Review · VerifiedUpdated 2026-05-03Verified against code 2026-05-03

Verified 2026-05-03 against nudg3-workflows/utils/provider_name_mapper.py, prod env vars, and MEMORY.md.

01 — Collections & Prompts

The first stage of the loop. Daily, every monitored workspace’s prompts are run against every provider it has enabled, generating raw AI responses for the rest of the pipeline to chew on.

Prompts

A prompt is a tracked AI query — usually customer-defined, sometimes auto-generated during onboarding. Each prompt is tagged with:

Funnel phase: Discovery (unbranded — “best CRM software”), Research (branded — “tell me about Acme Corp”), or Purchase (intent — “should I buy Acme CRM”). Discovery and Research/Purchase have very different behaviour and are scored differently downstream.
Tags: arbitrary content/topic labels for grouping
Active flag: only is_active=True prompts are collected against, and only active prompts feed downstream analysis (enforced at fetch_responses_node — see PR #318 / v3.8.1)

A workspace’s active prompt set is the optimisation surface for everything else. Active-prompt rotation >20% triggers change-guards downstream (see Historical Tracking).

Providers

Confirmed live in provider_name_mapper.py (2026-05-03):

Base tier:

ChatGPT (gpt-4o-mini, also gpt-5-mini routes)
Perplexity (sonar)
AI Overviews (DataForSEO Google AIO)

Premium tier (per-workspace flag):

Gemini (gemini-2.5-flash, gemini-3-pro-preview)
Claude (claude-haiku-4-5, claude-sonnet-4-5, claude-opus-4-5)
Grok (grok-3-mini, grok-4-1-fast-reasoning)
Copilot (DataForSEO Bing Copilot)
AI Mode (DataForSEO Google AI Mode)
ChatGPT Premium (gpt-5.2, o4-mini reasoning), Perplexity Pro (sonar-pro)

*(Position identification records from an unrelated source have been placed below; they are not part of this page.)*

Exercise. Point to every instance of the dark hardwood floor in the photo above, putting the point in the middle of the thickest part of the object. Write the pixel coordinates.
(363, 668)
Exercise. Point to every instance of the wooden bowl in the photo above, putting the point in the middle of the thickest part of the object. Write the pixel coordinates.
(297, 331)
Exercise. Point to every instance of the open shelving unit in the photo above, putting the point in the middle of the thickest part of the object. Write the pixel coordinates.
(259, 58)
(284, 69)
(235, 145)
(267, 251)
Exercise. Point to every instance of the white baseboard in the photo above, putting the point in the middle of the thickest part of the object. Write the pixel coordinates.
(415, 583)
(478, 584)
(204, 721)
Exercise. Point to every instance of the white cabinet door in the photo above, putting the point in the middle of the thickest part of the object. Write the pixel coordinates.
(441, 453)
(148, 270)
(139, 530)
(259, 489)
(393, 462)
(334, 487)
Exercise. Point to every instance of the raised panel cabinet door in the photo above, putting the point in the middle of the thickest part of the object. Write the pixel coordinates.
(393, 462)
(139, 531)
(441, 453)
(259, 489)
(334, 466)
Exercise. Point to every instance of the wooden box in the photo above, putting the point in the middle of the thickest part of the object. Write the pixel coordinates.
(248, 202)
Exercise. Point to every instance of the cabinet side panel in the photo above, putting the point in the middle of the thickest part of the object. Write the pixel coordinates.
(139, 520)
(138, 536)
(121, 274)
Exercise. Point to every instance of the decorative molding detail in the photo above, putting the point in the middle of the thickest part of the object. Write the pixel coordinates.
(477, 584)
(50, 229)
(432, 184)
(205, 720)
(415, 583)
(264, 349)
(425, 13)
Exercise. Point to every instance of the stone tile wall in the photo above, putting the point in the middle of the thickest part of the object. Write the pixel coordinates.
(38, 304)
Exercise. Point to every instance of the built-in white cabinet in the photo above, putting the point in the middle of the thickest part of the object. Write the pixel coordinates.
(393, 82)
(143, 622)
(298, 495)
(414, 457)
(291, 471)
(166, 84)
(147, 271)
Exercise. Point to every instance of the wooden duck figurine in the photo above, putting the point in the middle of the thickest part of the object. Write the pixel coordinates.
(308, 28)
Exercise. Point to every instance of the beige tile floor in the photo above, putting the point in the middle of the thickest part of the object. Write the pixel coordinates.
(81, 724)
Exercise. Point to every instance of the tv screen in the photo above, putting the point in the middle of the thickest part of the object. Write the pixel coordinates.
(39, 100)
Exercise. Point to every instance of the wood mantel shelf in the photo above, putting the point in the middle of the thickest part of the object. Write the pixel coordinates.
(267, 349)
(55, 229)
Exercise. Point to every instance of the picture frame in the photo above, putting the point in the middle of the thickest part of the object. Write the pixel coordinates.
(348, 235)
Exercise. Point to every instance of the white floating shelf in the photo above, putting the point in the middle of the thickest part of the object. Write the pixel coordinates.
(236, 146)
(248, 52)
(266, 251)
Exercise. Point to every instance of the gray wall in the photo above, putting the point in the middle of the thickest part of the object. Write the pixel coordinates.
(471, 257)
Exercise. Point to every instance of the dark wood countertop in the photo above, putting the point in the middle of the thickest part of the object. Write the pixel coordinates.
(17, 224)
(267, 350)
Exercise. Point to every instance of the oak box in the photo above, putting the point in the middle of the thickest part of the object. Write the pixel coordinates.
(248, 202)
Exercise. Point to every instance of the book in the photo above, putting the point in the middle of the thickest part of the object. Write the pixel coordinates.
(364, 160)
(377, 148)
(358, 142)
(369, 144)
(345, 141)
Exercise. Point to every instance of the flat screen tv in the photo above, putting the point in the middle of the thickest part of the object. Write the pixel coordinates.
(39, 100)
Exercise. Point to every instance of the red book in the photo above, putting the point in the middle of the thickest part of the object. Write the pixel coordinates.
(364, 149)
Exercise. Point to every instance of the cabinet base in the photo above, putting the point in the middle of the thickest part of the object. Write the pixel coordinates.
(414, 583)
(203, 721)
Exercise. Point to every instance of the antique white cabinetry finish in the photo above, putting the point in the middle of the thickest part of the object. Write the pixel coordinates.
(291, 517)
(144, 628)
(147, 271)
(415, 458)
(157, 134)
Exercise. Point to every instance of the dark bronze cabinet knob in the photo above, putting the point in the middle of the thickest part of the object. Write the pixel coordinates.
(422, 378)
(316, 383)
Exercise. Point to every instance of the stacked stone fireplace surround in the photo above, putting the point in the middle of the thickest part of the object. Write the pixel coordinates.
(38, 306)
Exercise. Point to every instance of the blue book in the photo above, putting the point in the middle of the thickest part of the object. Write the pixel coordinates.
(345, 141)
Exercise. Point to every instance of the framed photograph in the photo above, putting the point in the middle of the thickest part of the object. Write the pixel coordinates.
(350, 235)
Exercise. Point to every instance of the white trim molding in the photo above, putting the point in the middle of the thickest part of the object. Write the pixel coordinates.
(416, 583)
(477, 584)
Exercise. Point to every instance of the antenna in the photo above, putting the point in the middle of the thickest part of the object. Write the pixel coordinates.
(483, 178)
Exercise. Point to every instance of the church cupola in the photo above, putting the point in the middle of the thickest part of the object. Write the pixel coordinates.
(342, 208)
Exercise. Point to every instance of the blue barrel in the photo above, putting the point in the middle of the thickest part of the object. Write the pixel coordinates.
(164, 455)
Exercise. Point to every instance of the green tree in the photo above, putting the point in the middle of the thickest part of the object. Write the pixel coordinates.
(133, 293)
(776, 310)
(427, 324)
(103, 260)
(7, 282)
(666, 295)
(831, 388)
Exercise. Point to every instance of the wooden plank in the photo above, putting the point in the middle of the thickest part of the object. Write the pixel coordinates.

Brave Search AI and Mistral were referenced in pre-2026 internal drafts but are not in the production provider mapper.

How collection runs (V3 pipeline)

The V3 Collection Pipeline queries AI providers every day using a queue-based architecture (Cloro).

Cloud Scheduler triggers daily at 00:30 UTC (v3-collection-define-eu)
Backend builds a prompt × provider matrix for each eligible workspace
Cloro async API executes queries with managed concurrency (CLORO_CONCURRENCY_LIMIT=25)
Webhooks return results, persisted as ProviderResponse records via cloro_webhook
Recovery scheduler at 03:30 UTC retries stuck/failed tasks (70min buffer)
Health check at 04:00 UTC produces a Slack digest

Scheduler timings (production)

Cron job	Time (UTC)	Purpose
`v3-collection-define-eu`	`30 0 * * *`	Submit Cloro tasks for eligible workspaces
`v3-collection-recovery-eu`	`30 3 * * *`	Retry stuck/failed tasks
`collection-health-check-eu`	`0 4 * * *`	Slack digest
`extraction-backlog-processor`	`/5 5-9 * *`	Safety net for inline extraction (feeds Stage 2)
`source-classification-daily-eu`	`0 10 * * *`	Classify cited sources (feeds Stage 2)
`detect-duplicates-daily-eu`	`0 11 * * *`	De-duplicate mentions
`subscription-expiration-check-eu`	`0 14 * * *`	Billing checks

Scale

Cloro plan: Standard, 25 concurrent tasks, ~36 tasks/min, ~111 min for ~4,000 tasks.

Why managed API, not scraping

Cloro provides managed async collection against each provider via official APIs and structured scrapes. This matters: competitors that scrape provider UIs (Peec, Hall) face fragility every time a provider changes its interface. Our approach is sustainable and reliable.